Optimization of Construction Supply Chains for Greenhouse Gas Reduction
Dunphy NP, Morrissey JE (2015) Optimization of Construction Supply Chains for Greenhouse Gas Reduction In: Sabri, E (ed), Optimization of Supply Chain Management in Contemporary Organizations. pp. 280-310. Hershey: IGI Global. doi: 10.4018/978-1-4666-8228-3.ch011
Abstract: There is an increasing number of regulatory and public policy initiatives aimed at improving building energy efficiency, recognizing the importance of the built environment to achieve lower energy-related emissions. However, these efforts have generally focused on the building scale. A comprehensive reduction of carbon emissions from construction requires a wider focus, considering the building as well as the lifecycle of materials and their supply chains. There is a need for robust analysis of the Greenhouse Gas (GHG) implications of construction supply chains and to optimize supply chains configurations so as to minimize GHG emissions across multiple organizations. This chapter provides a rigorous means of assessing the dynamic and complex supply chains of construction to obtain optimal and sustainable levels of GHG reductions in a whole-of-chain approach. Outcomes represent critical new knowledge, enabling deeper understanding as well as enhanced capacity to maximize energy savings from the built environment.

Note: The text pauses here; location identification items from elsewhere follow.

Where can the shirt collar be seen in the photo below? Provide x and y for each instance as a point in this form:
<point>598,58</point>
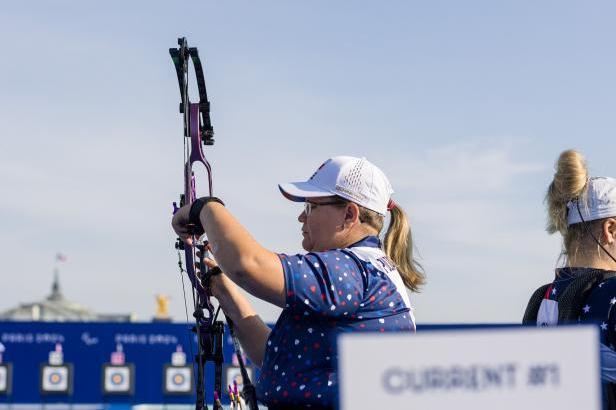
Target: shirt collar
<point>369,241</point>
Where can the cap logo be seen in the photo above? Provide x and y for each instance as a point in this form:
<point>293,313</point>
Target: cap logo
<point>358,196</point>
<point>318,169</point>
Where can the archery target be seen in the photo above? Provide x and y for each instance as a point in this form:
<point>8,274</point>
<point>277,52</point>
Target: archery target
<point>178,380</point>
<point>117,379</point>
<point>55,379</point>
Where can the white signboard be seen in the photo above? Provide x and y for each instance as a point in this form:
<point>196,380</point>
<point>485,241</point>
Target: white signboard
<point>514,368</point>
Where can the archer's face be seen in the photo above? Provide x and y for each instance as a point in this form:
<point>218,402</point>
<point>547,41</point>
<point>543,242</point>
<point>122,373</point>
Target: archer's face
<point>322,227</point>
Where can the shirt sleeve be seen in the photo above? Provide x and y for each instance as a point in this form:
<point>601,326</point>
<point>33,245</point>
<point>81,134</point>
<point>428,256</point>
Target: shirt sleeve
<point>325,283</point>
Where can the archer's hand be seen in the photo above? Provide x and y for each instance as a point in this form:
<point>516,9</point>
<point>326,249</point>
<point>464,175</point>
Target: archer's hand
<point>179,223</point>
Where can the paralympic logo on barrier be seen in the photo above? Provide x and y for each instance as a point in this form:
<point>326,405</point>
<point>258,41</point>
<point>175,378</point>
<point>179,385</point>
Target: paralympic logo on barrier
<point>473,378</point>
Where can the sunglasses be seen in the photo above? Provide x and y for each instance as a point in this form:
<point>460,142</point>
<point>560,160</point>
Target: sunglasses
<point>309,206</point>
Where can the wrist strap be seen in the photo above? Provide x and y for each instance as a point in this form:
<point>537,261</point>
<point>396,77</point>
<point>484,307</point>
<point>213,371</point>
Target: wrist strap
<point>195,210</point>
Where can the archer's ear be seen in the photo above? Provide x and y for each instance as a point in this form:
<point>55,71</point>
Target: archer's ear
<point>609,230</point>
<point>351,215</point>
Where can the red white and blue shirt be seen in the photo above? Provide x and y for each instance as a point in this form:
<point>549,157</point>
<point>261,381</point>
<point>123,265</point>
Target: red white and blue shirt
<point>342,290</point>
<point>596,309</point>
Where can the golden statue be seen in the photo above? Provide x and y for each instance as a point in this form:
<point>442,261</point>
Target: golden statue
<point>162,312</point>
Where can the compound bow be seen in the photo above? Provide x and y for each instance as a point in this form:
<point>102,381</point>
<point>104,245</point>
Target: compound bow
<point>198,130</point>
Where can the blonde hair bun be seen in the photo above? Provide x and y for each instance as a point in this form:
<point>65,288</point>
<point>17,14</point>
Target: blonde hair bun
<point>569,182</point>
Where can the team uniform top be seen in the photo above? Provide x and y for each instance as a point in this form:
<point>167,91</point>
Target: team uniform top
<point>598,305</point>
<point>343,290</point>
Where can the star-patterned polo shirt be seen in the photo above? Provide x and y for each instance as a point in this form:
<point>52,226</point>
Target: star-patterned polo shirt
<point>342,290</point>
<point>598,305</point>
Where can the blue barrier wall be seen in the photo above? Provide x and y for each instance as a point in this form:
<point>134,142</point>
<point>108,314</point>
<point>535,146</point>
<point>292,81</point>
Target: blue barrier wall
<point>148,346</point>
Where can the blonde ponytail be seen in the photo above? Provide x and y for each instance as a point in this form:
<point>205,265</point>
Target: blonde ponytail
<point>398,245</point>
<point>399,248</point>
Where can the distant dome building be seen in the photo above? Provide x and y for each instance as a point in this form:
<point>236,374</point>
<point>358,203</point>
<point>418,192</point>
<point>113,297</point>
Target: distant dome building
<point>56,308</point>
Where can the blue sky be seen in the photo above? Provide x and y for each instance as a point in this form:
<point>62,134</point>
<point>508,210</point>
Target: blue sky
<point>464,105</point>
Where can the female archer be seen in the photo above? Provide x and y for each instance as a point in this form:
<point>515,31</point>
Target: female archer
<point>348,281</point>
<point>583,210</point>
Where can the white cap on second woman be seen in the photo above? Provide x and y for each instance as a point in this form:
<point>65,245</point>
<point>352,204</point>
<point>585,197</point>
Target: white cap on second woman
<point>600,201</point>
<point>355,179</point>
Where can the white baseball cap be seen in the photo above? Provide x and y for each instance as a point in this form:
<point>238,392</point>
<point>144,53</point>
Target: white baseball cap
<point>600,201</point>
<point>355,179</point>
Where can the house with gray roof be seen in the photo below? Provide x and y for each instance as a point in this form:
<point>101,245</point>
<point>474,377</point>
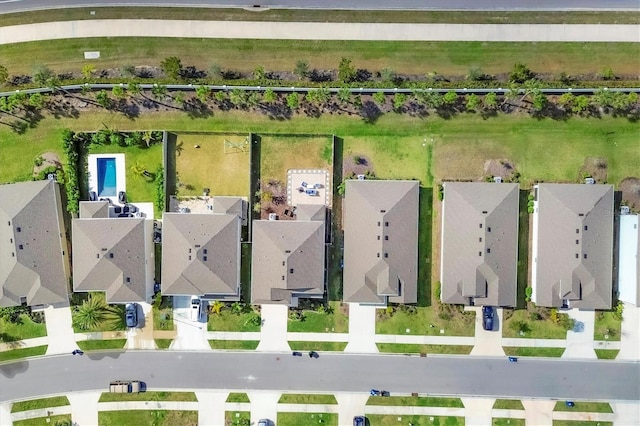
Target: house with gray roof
<point>288,261</point>
<point>479,253</point>
<point>573,246</point>
<point>201,255</point>
<point>115,256</point>
<point>629,259</point>
<point>380,241</point>
<point>34,258</point>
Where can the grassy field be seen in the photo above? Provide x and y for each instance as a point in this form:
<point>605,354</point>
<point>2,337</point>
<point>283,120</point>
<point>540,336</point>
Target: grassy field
<point>43,421</point>
<point>310,15</point>
<point>297,419</point>
<point>408,348</point>
<point>248,345</point>
<point>508,404</point>
<point>238,397</point>
<point>296,398</point>
<point>404,57</point>
<point>389,420</point>
<point>281,153</point>
<point>100,345</point>
<point>22,353</point>
<point>209,166</point>
<point>149,396</point>
<point>412,401</point>
<point>24,329</point>
<point>315,322</point>
<point>148,417</point>
<point>420,324</point>
<point>34,404</point>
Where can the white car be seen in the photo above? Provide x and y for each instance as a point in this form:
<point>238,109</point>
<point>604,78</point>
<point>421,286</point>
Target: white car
<point>196,308</point>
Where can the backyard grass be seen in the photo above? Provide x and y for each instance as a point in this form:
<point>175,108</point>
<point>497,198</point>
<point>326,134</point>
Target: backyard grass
<point>389,420</point>
<point>607,326</point>
<point>22,353</point>
<point>408,348</point>
<point>226,320</point>
<point>420,323</point>
<point>607,353</point>
<point>148,396</point>
<point>584,407</point>
<point>43,421</point>
<point>34,404</point>
<point>315,322</point>
<point>163,343</point>
<point>541,352</point>
<point>413,401</point>
<point>148,417</point>
<point>296,398</point>
<point>508,404</point>
<point>540,329</point>
<point>25,328</point>
<point>209,167</point>
<point>297,419</point>
<point>413,57</point>
<point>318,346</point>
<point>238,397</point>
<point>233,418</point>
<point>283,152</point>
<point>100,345</point>
<point>248,345</point>
<point>507,422</point>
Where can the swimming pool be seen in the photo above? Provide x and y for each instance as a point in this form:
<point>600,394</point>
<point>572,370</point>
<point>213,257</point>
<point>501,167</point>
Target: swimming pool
<point>107,177</point>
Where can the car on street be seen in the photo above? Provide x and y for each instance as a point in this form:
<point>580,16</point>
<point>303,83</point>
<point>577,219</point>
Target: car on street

Building energy efficiency: a value approach for modelling retrofit materials supply chains
Dunphy NP, Morrissey JE, MacSweeney RD (2013) Building energy efficiency: a value approach for modelling retrofit materials supply chains In: Méndez-Vilas, A (Ed) Materials and processes for energy: communicating current research and technological developments. pp. 649-657. Badajoz, Spain: Formatex Research Center.
Abstract: Energy Efficiency Retrofit (EER) forms a critical component of strategies to reduce energy demand and is increasingly a source of investment and added economic value. While there is a growing body of literature on the technical aspects of EER, research to date has typically focused on the project or component level, to the detriment of system-wide studies. Understanding the materials and monetary flows within supply chains and the value interactions between stakeholders is vital in optimising the long-term capacity of the sector, and increasing the uptake of EER solutions. This chapter forwards a value approach to modelling retrofit activities, providing an analysis of typical EER materials in construction project supply chains. The reported research demonstrates a novel application of value analysis in the construction industry.